Something like Akismet might do it, but stuff like that would be too flaky when it comes to user registration.  Spam bots that register accounts here generally don't have more than one or two links in their signature, so if I were to put something like that into place there would be way too many false positives to make it worthwhile.  I'd spend the time that I currently do dealing with spammers manually fixing people's sigs and stuff.

The scary part is that, on top of this, I'm still getting an alarming number of hits from my old e-mail/IP bans.  Imagine what things would be like if I didn't put that into play as well.

[Bobbias]

Yeah. Is there a way to get a blacklist of emails.

[Spectere]

I dunno.  Never really looked.

Not that it would matter much.  You'd be surprised how many of them register using Gmail and Live accounts.

Edit: HOLY HELL, I already got a ticket response requesting more information from one of the VPS/dedi providers.  I submitted the additional info, and they got back to me quickly to inform me that a complaint was passed to the customer in charge of that hostname.  It took all of an hour and a half...after hours, no less!  I wasn't even expecting a reply for a couple of days.  Yikes.

Color me impressed.

[Bobbias]

Apparently there is some spamming coming form my college :/ I just logged in to the college net, and came here, and got hit by the blocked page. I filled out the questions, because of http://www.projecthoneypot.org/ip_192.139.153.28 I figure we might as well keep it blocked and I'll just fill out the questions when I need to sign in from here :/

[Spectere]

If you run into the blocked page again, could you take a screenshot for me?  I'm curious to see what it looks like.

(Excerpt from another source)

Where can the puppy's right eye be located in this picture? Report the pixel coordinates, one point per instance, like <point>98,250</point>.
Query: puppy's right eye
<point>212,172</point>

As for why that address is blocked, I'm guessing it's because it's because someone on your college network got themselves infected (and considering how many infections I've cleaned off of college students' machines, that's a definite possibility) and whatever trojan they managed to nab started going on a spamming frenzy.  That IP is listed as being of a high threat level.

[Bobbias]

Alright, I'll get a picture next time. It'll probably show up next time I connect to the network here, but so far the comp's been connected here all day, so it hasn't had a chance to do it again.

[Bobbias]

So, do you think it'd be possible to allow the IP address I'm on here (my college) to nto have the honey-pot page when I try to post? Preferably linking that to my account, so any other bots on here still have to go through those pages.... I dunno if you can do that, but it' be nice to not have to fill out those pages when I try to post here (I've pretty much always got a cookie to keep me logged in...)

[Spectere]

There isn't an option to whitelist usernames.  I don't even think such a thing would be possible, since the main point of it is to prevent spammers from even recognizing that a proper forum exists at a given address.